Nov. 18, 1909 — LSU 52, Transylvania 0: When trying to schedule this game, LSU officials thought they were negotiating by correspondence with the University of Kentucky. Instead, they were negotiating with the State University of Kentucky, or Transylvania, now a private liberal arts school also located in Lexington, Kentucky. LSU, coming off its 10-0 season in 1908 when the Tigers were recognized as national champions by the National Championship Foundation, romped to the win, with Fenton again leading the way. It was LSU’s second-biggest rout of the season, behind a 70-0 win over a team from Jackson Barracks in New Orleans.
Oct. 7, 1939 — LSU 26, Holy Cross 7: The Tigers became the first college football team from the South to travel by airplane for a game, flying to Worcester, Massachusetts, to take on the Crusaders in two DC-3s. The trip didn’t sit well with nervous LSU coach Bernie Moore one bit. Moore became even more nervous because of guard Dave Bartram sitting next to him. An engineering student, Bartram started working a slide rule midflight. When Moore asked what he was doing, Bartram told him brightly, “Coach, I’ve just figured out that if the engines quit, it will take us 32 seconds to hit the ground.” Once the team safely reached Worcester, LSU All-American Ken Kavanaugh was the game’s biggest star, catching three touchdown passes from Leo Bird and scoring a fourth touchdown on an interception return.

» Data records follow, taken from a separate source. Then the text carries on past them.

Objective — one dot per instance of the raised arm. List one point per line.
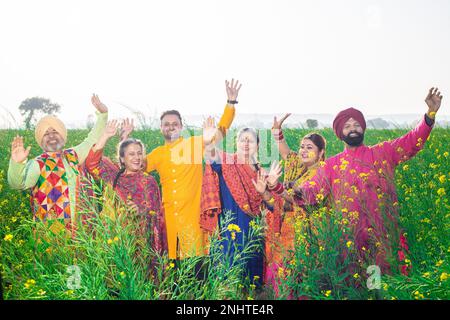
(408, 145)
(95, 155)
(109, 132)
(102, 117)
(126, 129)
(232, 89)
(22, 173)
(279, 138)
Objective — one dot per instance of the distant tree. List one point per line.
(31, 107)
(312, 123)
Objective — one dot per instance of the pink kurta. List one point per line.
(360, 183)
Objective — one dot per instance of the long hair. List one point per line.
(255, 134)
(121, 153)
(319, 141)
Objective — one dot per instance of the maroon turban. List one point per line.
(342, 118)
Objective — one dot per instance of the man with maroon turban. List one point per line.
(360, 183)
(54, 175)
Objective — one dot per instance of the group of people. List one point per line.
(358, 182)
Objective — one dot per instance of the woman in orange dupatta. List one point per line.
(236, 183)
(299, 167)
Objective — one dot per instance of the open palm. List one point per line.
(18, 152)
(433, 99)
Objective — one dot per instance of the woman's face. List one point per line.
(133, 158)
(309, 152)
(247, 145)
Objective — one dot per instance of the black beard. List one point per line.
(354, 141)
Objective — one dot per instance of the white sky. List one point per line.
(291, 55)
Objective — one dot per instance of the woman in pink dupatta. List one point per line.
(236, 183)
(128, 179)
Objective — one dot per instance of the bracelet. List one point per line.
(278, 188)
(278, 136)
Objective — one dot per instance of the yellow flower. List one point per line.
(170, 266)
(234, 227)
(41, 292)
(29, 283)
(418, 295)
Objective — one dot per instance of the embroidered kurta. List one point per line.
(179, 165)
(54, 180)
(360, 183)
(140, 188)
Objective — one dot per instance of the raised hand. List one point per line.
(126, 128)
(111, 129)
(277, 124)
(18, 152)
(261, 182)
(232, 89)
(433, 100)
(100, 106)
(275, 173)
(209, 131)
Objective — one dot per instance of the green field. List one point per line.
(110, 269)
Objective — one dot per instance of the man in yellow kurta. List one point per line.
(179, 165)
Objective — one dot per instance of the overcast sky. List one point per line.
(297, 56)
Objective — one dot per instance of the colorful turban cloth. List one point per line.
(342, 118)
(49, 122)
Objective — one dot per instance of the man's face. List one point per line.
(171, 127)
(353, 133)
(52, 141)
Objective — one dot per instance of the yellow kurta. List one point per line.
(179, 165)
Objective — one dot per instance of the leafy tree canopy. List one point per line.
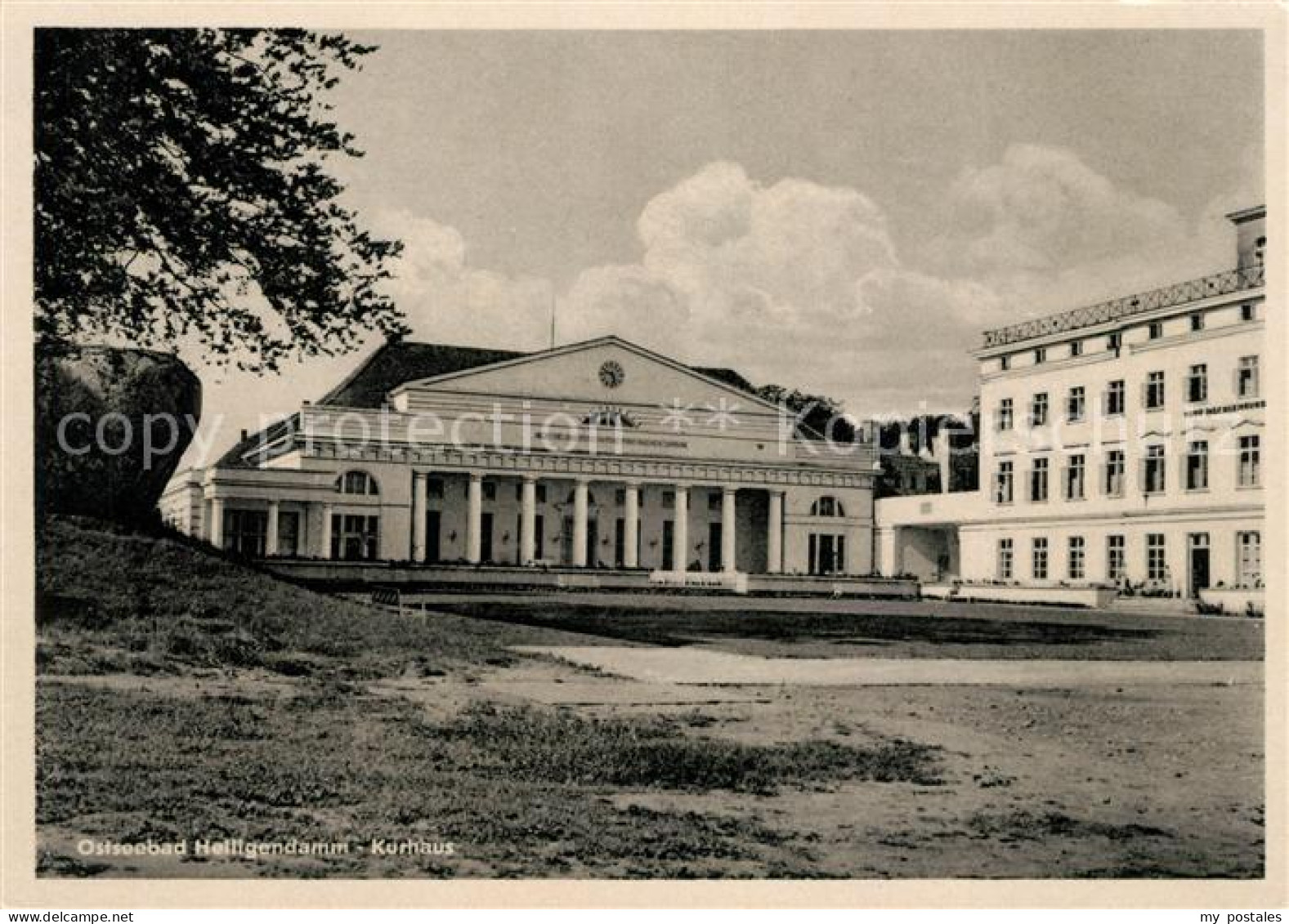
(183, 194)
(817, 414)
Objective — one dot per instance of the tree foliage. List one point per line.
(183, 194)
(817, 414)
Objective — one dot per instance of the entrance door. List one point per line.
(1199, 547)
(714, 547)
(486, 538)
(433, 530)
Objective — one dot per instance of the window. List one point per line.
(1038, 481)
(1117, 557)
(1005, 560)
(1076, 560)
(1076, 405)
(1005, 414)
(1114, 484)
(1038, 410)
(245, 531)
(1157, 557)
(1038, 558)
(1115, 399)
(539, 495)
(356, 482)
(1003, 482)
(826, 507)
(1074, 479)
(1248, 549)
(1154, 391)
(289, 533)
(1246, 377)
(1197, 383)
(1154, 475)
(1251, 460)
(1197, 466)
(355, 538)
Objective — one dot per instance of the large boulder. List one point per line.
(111, 426)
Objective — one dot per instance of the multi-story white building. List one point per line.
(1121, 444)
(592, 455)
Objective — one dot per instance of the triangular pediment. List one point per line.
(603, 372)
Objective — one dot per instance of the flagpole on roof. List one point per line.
(552, 315)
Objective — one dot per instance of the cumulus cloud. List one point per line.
(448, 301)
(799, 283)
(794, 283)
(1045, 231)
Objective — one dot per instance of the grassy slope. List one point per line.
(888, 629)
(259, 723)
(111, 600)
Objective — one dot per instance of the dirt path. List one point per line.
(703, 667)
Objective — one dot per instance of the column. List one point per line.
(728, 529)
(529, 521)
(775, 533)
(579, 524)
(271, 539)
(475, 524)
(681, 533)
(418, 517)
(217, 522)
(325, 533)
(632, 527)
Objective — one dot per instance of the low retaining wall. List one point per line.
(1074, 597)
(357, 575)
(798, 585)
(1235, 600)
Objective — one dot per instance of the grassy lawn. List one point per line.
(882, 629)
(183, 696)
(187, 696)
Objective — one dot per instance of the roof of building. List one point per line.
(1166, 297)
(397, 363)
(400, 361)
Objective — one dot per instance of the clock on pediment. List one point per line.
(611, 374)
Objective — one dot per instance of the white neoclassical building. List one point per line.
(1121, 444)
(592, 455)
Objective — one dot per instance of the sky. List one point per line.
(837, 212)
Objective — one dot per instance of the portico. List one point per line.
(575, 458)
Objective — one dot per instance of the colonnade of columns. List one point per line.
(527, 524)
(580, 518)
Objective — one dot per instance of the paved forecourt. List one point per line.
(701, 667)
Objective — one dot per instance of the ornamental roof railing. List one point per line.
(1179, 292)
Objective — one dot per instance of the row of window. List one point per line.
(1114, 341)
(1154, 472)
(1114, 400)
(362, 484)
(1248, 557)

Oct. 16, 1943 — LSU 28, Louisiana Army STU 7: In the midst of World War II, only four SEC schools fielded football teams in 1943: LSU, Tulane (which would leave the SEC in 1965), Georgia and Georgia Tech. Tulane and Georgia Tech had Navy V-12 training program players on their teams, while LSU mostly had freshmen and players rejected for military service. Louisiana Army STU (Specialized Training Unit) was one of the teams that sprung up around the country from military training programs as well (the Tigers beat Georgia Navy 34-0 in 1942). LSU great Steven Van Buren, a Pro Football Hall of Famer with the Philadelphia Eagles, rushed for 138 yards to lead LSU to the unusual wartime win.
Oct. 4, 1958 — LSU 20, Hardin-Simmons 6: No one still quite knew what to make of the 1958 Tigers when they took on Hardin-Simmons in Week 3. The game was LSU’s home opener after a 26-6 win at Rice and a 13-3 win over Alabama in Mobile. Only 45,000 fans turned out in then 68,000-seat Tiger Stadium to watch the Tigers fend off an upset bid by the pass-oriented Cowboys, who were coached by TCU great “Slingin’” Sammy Baugh. Hardin-Simmons outgained LSU 328-292, completing 19 of 35 passes for 201 yards, unheard of in that day, to the Tigers’ 88 (LSU only threw for 822 yards in 10 games that season). “This is a good one to get behind you,” LSU coach Paul Dietzel said. “It’s always tough trying to convince anyone Hardin-Simmons has a good team.”